(Reuters) -Elevance Health Inc forecast full-year profit above estimates on Wednesday after beating quarterly earnings target on lower-than-expected medical costs in its health insurance business.
Health insurers had been expecting a significant jump in medical costs this year after noting a spurt in demand for elective surgeries such as hip and knee replacements, which older patients at higher risk of COVID had delayed.
Larger rival UnitedHealth Group in June raised alarms about higher costs from rising surgeries, but beat quarterly profit estimates last week, helped by a smaller-than-expected rise in medical costs that allayed fears that a resumption in long-delayed procedures would hit profit growth.
Elevance’s medical loss ratio, the percentage of claims paid to premiums collected, was 86.4% in the second quarter, compared with 87% a year earlier, and analysts’ estimate of 86.95%, according to Refinitiv.

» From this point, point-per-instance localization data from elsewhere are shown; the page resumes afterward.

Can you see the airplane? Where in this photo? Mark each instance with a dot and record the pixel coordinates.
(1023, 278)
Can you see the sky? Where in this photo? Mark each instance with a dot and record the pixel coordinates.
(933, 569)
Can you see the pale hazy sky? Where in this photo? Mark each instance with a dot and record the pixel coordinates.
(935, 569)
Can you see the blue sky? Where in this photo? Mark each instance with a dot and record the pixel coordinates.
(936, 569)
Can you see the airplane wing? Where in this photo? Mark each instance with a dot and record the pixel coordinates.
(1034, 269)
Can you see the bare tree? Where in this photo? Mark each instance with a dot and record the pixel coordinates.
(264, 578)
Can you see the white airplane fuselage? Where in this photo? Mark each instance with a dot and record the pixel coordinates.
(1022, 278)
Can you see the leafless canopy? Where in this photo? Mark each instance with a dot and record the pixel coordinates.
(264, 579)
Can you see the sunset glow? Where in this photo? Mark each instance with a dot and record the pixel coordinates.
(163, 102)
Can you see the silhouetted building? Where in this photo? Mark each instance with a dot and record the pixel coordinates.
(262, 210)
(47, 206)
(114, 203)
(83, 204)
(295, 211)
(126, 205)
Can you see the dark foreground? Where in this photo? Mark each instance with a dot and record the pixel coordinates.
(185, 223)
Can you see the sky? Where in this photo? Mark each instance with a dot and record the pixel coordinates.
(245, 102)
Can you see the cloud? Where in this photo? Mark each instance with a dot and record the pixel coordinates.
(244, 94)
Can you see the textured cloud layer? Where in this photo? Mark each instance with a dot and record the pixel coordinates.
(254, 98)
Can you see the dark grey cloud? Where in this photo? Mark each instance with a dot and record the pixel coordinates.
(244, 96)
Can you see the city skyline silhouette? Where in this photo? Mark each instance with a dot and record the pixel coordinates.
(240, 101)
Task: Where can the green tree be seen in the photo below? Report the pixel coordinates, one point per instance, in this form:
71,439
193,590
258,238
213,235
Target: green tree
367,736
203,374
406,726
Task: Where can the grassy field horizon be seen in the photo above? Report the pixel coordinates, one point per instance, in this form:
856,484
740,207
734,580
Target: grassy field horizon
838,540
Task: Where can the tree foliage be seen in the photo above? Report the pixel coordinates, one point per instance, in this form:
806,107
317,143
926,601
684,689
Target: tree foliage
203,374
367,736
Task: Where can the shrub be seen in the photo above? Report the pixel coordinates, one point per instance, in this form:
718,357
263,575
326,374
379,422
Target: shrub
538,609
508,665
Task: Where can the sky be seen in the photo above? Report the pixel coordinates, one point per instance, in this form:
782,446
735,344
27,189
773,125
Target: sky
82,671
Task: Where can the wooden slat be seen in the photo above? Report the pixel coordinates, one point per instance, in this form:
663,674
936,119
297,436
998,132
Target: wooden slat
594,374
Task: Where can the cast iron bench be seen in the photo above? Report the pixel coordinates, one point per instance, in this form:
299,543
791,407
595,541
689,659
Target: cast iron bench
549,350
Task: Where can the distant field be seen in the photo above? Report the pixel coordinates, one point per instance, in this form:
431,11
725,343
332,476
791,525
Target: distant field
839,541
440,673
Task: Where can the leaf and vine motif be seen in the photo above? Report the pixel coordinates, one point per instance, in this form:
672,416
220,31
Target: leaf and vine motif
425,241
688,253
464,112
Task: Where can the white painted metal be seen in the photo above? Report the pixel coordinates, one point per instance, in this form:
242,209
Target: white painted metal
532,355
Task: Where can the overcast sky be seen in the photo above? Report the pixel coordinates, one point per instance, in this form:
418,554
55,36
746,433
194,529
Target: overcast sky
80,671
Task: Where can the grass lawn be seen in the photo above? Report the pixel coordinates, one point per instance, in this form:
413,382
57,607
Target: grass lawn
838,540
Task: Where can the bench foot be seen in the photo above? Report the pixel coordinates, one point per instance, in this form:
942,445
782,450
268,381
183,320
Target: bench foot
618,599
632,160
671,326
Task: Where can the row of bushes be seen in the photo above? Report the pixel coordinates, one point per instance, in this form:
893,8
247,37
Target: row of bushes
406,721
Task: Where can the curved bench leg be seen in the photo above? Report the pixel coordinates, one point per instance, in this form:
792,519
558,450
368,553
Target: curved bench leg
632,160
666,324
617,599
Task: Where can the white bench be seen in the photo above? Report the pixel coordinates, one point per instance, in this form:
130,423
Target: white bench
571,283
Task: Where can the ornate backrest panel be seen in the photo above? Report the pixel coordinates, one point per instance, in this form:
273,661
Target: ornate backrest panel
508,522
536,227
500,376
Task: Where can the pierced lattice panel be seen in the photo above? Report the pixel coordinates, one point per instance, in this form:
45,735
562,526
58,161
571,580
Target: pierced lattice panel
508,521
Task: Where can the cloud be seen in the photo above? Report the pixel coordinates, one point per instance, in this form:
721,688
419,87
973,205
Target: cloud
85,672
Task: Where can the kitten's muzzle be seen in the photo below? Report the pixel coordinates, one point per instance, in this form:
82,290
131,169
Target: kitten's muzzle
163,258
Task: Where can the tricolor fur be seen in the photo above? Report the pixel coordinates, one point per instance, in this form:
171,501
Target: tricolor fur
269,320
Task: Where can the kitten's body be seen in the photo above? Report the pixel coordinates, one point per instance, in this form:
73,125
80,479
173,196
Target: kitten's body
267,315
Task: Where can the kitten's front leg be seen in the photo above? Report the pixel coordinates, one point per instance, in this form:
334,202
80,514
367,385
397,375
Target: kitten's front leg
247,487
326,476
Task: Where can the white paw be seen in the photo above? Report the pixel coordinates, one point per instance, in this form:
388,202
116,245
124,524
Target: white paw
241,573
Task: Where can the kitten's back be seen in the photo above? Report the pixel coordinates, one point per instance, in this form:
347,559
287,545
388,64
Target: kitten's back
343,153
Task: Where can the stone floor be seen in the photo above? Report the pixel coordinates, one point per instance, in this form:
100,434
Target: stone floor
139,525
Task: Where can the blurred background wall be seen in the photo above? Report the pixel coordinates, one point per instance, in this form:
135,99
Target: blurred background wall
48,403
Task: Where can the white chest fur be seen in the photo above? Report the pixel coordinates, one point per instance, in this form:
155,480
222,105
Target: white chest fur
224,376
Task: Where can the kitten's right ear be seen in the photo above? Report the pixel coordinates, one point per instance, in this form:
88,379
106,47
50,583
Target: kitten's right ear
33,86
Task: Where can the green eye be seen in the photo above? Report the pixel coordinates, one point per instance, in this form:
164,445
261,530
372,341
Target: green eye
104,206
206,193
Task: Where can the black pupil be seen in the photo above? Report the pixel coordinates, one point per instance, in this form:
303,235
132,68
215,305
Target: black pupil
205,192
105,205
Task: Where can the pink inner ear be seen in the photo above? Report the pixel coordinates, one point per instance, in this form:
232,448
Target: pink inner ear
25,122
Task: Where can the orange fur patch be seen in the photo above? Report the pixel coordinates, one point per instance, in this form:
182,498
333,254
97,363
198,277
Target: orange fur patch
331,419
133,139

During the second quarter of 2023, memberships for Elevance fell 135,000, hurt by a decline in Medicaid memberships following the withdrawal of pandemic-related relief measures, as many who had signed up for the government-aided plans were deemed ineligible, beginning April 1.
The growth in Elevance’s commercial business was expected to keep concerns over attrition in Medicaid membership at bay, the company said earlier this year.
Excluding items, the health insurer earned $9.04 per share in the second quarter, above Refinitiv IBES estimates of $8.8 per share.
It now expects annual profit of more than $32.85 per share on an adjusted basis, compared with its previous forecast of over $32.70 per share. Analysts were expecting a profit of $32.80 per share, according to Refinitiv data.